Kırılmaya gittikçe yaklaşıyordu.
Bu gün, 450 yaşına yeni basmış olan Han Jue
milyon yaşında, gözlerini açtı ve kaşlarını çattı.
“Bu senin seçimin mi? Bedelini ödemek zorundasın
fiyat,” diye mırıldandı Han Jue kendi kendine bir
soğuk bakışlar.
İki güçlü Tao Yaratıcısı aşağı indi
Kaos. Her ne kadar kendi
Tam güç, Büyük Tao Ölçülemez Felaketi’nin durumunu değiştirmeye ve Han Huang’ın şahsen harekete geçmesini sağlamaya yeterliydi.
Kaotik Bilinç!
Shi Tian’ın Ölçülemez Yıkım Saygıdeğeri!
Güçlerini astları arasında paylaştırdılar ve Primordial Kaos’a güçlü bir şekilde saldırdılar.
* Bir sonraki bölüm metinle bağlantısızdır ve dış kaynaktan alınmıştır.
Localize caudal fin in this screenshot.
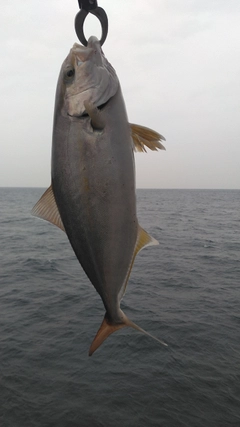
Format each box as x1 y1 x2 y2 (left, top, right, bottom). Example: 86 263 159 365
89 312 167 356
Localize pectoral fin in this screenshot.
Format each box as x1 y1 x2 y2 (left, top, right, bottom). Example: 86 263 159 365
130 123 165 152
84 101 105 130
31 185 65 231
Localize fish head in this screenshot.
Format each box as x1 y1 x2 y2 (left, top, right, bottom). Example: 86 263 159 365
57 36 119 117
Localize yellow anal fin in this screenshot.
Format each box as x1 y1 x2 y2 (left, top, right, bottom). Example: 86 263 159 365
120 225 159 299
130 123 165 152
89 311 167 356
31 185 65 231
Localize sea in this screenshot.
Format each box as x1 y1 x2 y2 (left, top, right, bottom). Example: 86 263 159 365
0 188 240 427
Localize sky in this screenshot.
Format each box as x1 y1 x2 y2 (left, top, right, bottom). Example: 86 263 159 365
0 0 240 189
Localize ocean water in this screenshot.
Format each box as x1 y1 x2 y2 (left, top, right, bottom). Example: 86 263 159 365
0 188 240 427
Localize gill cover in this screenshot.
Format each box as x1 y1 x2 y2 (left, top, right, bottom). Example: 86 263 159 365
61 36 119 117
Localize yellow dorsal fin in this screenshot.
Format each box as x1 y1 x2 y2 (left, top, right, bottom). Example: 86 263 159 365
31 185 65 231
130 123 165 152
119 225 159 301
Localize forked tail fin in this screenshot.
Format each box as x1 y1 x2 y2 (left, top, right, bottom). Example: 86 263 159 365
89 312 167 356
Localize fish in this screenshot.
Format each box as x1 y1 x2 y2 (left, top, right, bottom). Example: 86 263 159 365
32 36 166 356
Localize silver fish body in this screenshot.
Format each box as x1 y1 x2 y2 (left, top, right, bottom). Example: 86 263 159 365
33 37 167 354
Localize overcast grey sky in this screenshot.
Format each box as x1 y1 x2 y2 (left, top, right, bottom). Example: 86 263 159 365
0 0 240 189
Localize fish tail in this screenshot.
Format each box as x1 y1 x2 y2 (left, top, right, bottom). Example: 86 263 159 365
89 312 167 356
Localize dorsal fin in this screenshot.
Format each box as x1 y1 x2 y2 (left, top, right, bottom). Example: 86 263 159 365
129 123 165 152
31 185 65 231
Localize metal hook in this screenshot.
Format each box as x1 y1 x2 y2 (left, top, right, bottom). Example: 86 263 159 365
75 0 108 46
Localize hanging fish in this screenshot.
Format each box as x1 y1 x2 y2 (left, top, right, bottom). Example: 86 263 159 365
32 37 166 355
Onlar yenilmez ve durdurulamazdı.
Han Jue hemen Biçimsiz Aşkın’a bir ses iletisi gönderdi
Tanrı ve Yin-Yang Saflığı Nirvana Tanrısı.
İkiye karşı iki, çok adil! İki Dao Yaratıcısı hemen harekete geçti. Bir günden kısa bir süre içinde, her biri Büyük Tao Yüce Âlemini çok aşan bir uzman yarattı ve savaş alanına koştu.
Bir Tao Yaratıcısının gücüne sahip olan dört güçlü figür tüm Kaos’u yaratabilirdi
kıyasla soluk.
Güçlü olmalarına rağmen doğru değillerdi
Dao Yaratıcıları. Han Huang onlardan daha güçlüydü, bu yüzden Han Jue şimdilik endişelenmiyordu. “Astlarımız çoktan harekete geçti. Bakalım ilk kim geçecek?” Han Jue heyecanla kendi kendine mırıldandı
ifade.
Farklı seviyeler farklı savaşlar verdi. Büyük Tao Ölçülemez Felaket’in arkasında Han Jue ve Dokuzuncu Kaos duruyordu. Onların
Savaş, Büyük Tao Ölçülemez Felaket’in anlamını çoktan değiştirmişti.
Sonra Han Jue gözlerini kapattı ve devam etti
yetiştirmek.
Şu anda, yıldızlar evreninin yanından bir gökkuşağı geçti…
Gökkuşağı ışığının içinde bir figür duruyordu. Bu, reenkarne olmuş Tao Atası Hong Jun’du. Hong Jun aşağıya baktı ve ustası Liu Bei’yi göremedi. Durmadı ve Ezeli Kaos’a doğru koşmaya devam etti.